# ENTJ Engineer



## Xedus129 (May 3, 2012)

Hey guys, new here.

I'm just graduating with a Bachelors in Computer Engineering and as I'm learning more about personalities and such it makes me wonder how I fit as an Engineer. 99.9% of the other engineers are extremely introverted and have a hard time with social situations. While I'm no social guru I can talk with anyone from almost any background, or argue with them  . In my new job I'll be programming but I'll be dealing with people a lot and meeting with lots of different clients, etc.. and the place told me they picked me because my personality made up for my lack of experience (wasn't an entry level job). I'm not going to switch careers because I'm a very good coder and I love working on the computer as well as solving difficult logic problems. But what personality are most of my peers going to be, and how do I interact with different types without being too overbearing or bossy?


----------



## Eleventeenth (Aug 24, 2011)

I don't know what types your co-workers will be and I don't know anything about programming or engineering, but these fields will likely be NT heavy. Just give people space. People want autonomy. Once people are competent at their jobs, just let them do what they do best. If you're a manager, then guide them. But, don't force things on them. I see my ENTJ manager as the conductor of the orchestra. He knows where we're going and he keeps us all moving in that general direction. He also empowers us and gives us room to make decisions. He's not 'afraid' of our decision making ability - or that we'll mess up. He puts trust in us...and that makes people *want* to work hard. The absolute worst thing you can do to NT's is to micromanage them and tell them how to do their job.


----------



## EdR (May 4, 2012)

I've been an engineer for almost 40 years now and the skill set you describe should provide access into mid-level management and potentially higher. 
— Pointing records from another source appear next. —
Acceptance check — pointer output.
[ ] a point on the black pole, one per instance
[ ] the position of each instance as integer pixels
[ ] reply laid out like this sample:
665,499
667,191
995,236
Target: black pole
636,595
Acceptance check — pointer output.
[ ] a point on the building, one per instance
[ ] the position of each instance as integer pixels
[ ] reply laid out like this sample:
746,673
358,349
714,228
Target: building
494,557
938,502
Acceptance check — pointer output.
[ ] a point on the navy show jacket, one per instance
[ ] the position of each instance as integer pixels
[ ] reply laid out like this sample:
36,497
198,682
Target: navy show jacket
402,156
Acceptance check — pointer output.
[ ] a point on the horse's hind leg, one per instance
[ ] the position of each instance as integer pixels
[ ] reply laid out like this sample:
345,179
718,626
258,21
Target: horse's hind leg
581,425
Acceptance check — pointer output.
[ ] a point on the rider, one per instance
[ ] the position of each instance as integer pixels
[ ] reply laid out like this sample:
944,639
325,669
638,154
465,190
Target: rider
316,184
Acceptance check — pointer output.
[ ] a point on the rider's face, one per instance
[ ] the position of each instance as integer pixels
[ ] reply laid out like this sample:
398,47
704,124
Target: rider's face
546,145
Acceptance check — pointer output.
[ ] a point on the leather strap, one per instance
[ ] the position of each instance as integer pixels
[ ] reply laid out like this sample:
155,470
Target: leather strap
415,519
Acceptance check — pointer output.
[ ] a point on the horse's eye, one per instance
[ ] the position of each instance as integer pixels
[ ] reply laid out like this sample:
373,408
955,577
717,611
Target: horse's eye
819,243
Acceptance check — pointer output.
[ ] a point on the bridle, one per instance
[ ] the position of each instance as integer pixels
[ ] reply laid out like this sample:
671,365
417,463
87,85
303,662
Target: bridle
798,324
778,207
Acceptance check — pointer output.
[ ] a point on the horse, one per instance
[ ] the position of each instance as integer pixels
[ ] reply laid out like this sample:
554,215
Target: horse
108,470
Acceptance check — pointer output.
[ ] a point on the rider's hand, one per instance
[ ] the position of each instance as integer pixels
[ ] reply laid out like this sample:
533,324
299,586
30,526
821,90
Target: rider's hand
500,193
You asked how and what you should do. How would I know, I do not know you at all? General rules to follow: just be yourself, always try to do the right thing, and remember that everyone working really wants to feel safe and secure and to provide for their needs and wants. And never forget that everyone thinks they are under paid and is a lot more valuable than they actually are. The only thing left to do is to figure out how to juggle those opposites and then learn that the plan that worked for "Joe", does not work with "Bill", even though everything looks identical.

Good luck.


----------



## bellisaurius (Jan 18, 2012)

Xedus129 said:


> Hey guys, new here.
> 
> I'm just graduating with a Bachelors in Computer Engineering and as I'm learning more about personalities and such it makes me wonder how I fit as an Engineer. 99.9% of the other engineers are extremely introverted and have a hard time with social situations. While I'm no social guru I can talk with anyone from almost any background, or argue with them  . In my new job I'll be programming but I'll be dealing with people a lot and meeting with lots of different clients, etc.. and the place told me they picked me because my personality made up for my lack of experience (wasn't an entry level job). I'm not going to switch careers because I'm a very good coder and I love working on the computer as well as solving difficult logic problems. But what personality are most of my peers going to be, and how do I interact with different types without being too overbearing or bossy?


Being an introvert doesn't mean you don't deal with people well, it just means that social interaction's a bit more draining for them. You'll find that once they accept you into the circle, they'll be plenty social (albeit awkwardly). Read the place first and go with the flow is the best advice I can give.


----------



## alvinfromwaterloo (Feb 28, 2012)

You need to meet more engineers and programmers if you think 99.9% of them are super introverted and/or socially awkward.

- ENTJ Software Engineer


----------